In another change to the continually evolving Australian privacy legislative landscape, proposed changes to the Privacy Act have been announced. The changes seek to increase the powers of the OAIC and substantially increase penalties for privacy breaches. Whether this is the first step away from the current educational approach to privacy compliance taken by the OAIC as opposed to the punitive approach taken by overseas regulators is yet to be seen.
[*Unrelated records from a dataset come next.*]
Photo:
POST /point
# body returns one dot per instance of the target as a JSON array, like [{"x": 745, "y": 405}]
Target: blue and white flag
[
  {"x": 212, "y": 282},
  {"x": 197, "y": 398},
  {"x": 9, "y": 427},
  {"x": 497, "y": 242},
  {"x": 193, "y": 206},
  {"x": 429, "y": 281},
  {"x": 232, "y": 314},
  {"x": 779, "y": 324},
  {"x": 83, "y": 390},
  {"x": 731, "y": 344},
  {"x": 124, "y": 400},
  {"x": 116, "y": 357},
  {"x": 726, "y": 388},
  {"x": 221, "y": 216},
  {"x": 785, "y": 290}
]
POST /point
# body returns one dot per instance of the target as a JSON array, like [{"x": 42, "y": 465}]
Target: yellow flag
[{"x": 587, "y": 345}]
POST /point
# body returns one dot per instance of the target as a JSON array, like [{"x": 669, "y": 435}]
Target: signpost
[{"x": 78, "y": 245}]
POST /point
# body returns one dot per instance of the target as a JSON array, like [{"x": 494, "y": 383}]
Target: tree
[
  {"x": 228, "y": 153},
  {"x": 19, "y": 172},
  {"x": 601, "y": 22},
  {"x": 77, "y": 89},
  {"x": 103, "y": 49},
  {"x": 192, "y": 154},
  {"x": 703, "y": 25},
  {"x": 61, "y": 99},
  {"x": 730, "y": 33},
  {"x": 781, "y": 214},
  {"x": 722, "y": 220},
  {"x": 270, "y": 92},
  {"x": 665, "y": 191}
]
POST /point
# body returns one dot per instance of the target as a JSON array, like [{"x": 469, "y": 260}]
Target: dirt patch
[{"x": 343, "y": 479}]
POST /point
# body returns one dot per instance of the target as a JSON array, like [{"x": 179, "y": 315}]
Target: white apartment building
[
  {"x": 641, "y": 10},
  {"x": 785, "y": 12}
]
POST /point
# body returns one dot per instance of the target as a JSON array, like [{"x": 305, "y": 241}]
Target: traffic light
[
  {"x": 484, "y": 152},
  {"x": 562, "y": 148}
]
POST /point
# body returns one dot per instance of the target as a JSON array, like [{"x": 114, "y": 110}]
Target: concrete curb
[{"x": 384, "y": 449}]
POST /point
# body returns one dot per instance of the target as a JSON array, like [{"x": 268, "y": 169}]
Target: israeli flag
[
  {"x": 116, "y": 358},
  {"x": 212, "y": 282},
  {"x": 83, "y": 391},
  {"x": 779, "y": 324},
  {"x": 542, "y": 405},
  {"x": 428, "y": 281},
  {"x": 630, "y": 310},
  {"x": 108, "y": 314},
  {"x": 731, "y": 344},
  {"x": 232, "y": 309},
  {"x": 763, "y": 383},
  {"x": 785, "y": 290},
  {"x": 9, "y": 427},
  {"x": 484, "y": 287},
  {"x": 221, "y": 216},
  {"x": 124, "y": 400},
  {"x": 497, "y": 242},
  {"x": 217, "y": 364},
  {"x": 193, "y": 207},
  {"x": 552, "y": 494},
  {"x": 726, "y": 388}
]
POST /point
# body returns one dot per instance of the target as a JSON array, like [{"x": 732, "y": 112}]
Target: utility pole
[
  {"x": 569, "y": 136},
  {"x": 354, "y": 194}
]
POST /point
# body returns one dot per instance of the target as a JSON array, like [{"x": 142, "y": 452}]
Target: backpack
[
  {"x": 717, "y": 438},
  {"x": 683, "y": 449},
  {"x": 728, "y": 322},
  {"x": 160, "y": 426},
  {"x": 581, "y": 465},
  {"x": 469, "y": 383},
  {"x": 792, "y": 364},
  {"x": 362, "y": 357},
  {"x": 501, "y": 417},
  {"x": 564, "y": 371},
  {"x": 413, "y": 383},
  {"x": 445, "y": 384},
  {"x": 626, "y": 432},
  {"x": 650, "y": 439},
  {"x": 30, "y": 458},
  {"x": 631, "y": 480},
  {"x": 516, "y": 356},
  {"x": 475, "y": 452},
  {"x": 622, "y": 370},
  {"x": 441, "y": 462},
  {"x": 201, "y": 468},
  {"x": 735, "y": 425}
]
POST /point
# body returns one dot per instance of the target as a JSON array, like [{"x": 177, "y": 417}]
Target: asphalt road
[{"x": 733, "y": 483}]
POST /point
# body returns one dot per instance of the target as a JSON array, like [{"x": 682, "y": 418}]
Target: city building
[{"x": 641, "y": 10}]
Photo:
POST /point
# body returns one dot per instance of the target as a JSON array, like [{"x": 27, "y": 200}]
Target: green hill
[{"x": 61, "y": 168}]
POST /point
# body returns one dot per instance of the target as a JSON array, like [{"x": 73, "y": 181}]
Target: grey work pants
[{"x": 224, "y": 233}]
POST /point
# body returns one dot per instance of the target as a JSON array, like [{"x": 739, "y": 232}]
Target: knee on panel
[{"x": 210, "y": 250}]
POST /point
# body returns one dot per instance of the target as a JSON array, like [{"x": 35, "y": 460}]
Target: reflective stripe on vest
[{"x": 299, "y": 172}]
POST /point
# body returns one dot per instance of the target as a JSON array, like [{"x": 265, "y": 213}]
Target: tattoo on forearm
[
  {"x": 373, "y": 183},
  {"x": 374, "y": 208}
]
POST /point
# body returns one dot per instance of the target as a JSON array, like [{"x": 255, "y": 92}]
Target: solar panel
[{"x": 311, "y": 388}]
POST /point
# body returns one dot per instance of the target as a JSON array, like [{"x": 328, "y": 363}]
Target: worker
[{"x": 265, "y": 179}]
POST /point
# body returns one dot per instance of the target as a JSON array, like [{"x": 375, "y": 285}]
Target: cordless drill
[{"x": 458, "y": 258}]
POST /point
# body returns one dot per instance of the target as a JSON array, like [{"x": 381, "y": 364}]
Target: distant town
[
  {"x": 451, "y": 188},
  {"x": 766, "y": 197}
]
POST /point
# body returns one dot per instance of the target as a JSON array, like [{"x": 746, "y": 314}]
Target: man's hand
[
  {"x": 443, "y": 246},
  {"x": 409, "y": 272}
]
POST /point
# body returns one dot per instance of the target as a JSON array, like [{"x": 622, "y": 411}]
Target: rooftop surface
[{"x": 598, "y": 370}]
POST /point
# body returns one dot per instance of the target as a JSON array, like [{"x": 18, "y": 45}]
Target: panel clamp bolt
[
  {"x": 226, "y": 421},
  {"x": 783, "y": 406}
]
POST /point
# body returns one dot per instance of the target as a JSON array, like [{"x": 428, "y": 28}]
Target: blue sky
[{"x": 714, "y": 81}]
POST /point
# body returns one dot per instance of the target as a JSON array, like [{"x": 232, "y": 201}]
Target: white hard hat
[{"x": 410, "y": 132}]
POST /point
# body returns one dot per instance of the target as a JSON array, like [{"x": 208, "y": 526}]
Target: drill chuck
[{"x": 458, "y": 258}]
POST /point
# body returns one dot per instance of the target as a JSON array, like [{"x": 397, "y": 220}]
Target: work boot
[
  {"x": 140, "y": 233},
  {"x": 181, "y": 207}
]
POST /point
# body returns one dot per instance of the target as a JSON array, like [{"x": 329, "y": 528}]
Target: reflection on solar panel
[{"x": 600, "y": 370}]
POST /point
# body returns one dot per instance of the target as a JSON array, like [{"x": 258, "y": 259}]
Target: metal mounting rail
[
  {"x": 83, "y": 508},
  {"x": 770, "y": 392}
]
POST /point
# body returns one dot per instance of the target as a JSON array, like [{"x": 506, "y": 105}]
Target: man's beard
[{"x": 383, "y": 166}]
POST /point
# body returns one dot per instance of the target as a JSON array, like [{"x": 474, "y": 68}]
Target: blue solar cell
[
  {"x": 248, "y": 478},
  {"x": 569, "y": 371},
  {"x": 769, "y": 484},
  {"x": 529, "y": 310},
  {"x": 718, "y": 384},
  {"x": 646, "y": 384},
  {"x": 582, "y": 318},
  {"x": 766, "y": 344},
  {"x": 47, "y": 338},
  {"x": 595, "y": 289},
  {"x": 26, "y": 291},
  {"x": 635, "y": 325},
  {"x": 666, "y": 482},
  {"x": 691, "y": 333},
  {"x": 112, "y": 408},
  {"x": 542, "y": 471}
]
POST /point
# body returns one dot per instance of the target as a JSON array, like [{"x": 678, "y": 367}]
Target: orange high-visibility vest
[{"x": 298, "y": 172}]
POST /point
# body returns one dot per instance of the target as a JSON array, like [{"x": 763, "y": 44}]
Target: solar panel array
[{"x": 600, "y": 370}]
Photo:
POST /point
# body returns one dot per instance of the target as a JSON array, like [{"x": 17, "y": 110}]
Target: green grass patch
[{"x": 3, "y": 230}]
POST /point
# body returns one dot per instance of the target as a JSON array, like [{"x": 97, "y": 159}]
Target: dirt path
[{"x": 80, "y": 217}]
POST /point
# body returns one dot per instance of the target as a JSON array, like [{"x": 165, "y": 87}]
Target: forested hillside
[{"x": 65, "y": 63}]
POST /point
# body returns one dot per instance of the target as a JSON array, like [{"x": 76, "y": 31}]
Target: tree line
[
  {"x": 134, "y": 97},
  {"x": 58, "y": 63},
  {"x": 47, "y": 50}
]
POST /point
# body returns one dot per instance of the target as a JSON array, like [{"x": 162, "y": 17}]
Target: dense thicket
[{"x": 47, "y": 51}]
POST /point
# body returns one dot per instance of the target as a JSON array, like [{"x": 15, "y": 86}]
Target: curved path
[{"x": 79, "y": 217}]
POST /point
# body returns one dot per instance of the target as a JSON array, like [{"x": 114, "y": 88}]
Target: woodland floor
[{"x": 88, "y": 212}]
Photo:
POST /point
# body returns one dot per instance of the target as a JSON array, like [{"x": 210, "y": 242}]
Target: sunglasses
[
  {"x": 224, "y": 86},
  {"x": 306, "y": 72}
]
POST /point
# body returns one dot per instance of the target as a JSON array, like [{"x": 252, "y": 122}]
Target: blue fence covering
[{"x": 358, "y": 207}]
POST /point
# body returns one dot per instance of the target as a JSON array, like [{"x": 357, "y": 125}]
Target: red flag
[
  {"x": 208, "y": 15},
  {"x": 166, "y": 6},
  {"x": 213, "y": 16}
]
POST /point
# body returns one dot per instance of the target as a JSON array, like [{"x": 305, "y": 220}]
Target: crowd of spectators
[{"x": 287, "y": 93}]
However, the importance of ensuring privacy compliance in light of the proposed increased penalties is paramount.
What you need to know
On 25 March 2019, the Government threatened to ‘punish those firms and platforms who defy our norms and values’ in announcing a number of proposed amendments to the Privacy Act 1988 (Cth) (Privacy Act), including:
- increased penalties for all entities covered by the Privacy Act, from the current maximum penalty of $2.1 million for serious or repeated breaches to $10 million or three times the value of any benefit obtained through the misuse of information or 10% of a company’s annual domestic turnover – whichever is the greater;
- new infringement notice powers for the Office of the Australian Information Commissioner (OAIC) backed by new penalties of up to $63,000 for bodies corporate and $12,600 for individuals for failure to cooperate with efforts to resolve minor breaches;
- power for the OAIC to publish prominent notices about specific breaches and ensure those directly affected are advised;
- a requirement for social media and online platforms to stop using or disclosing an individual’s personal information upon request; and
- a resulting code for social media and online platforms which trade in personal information.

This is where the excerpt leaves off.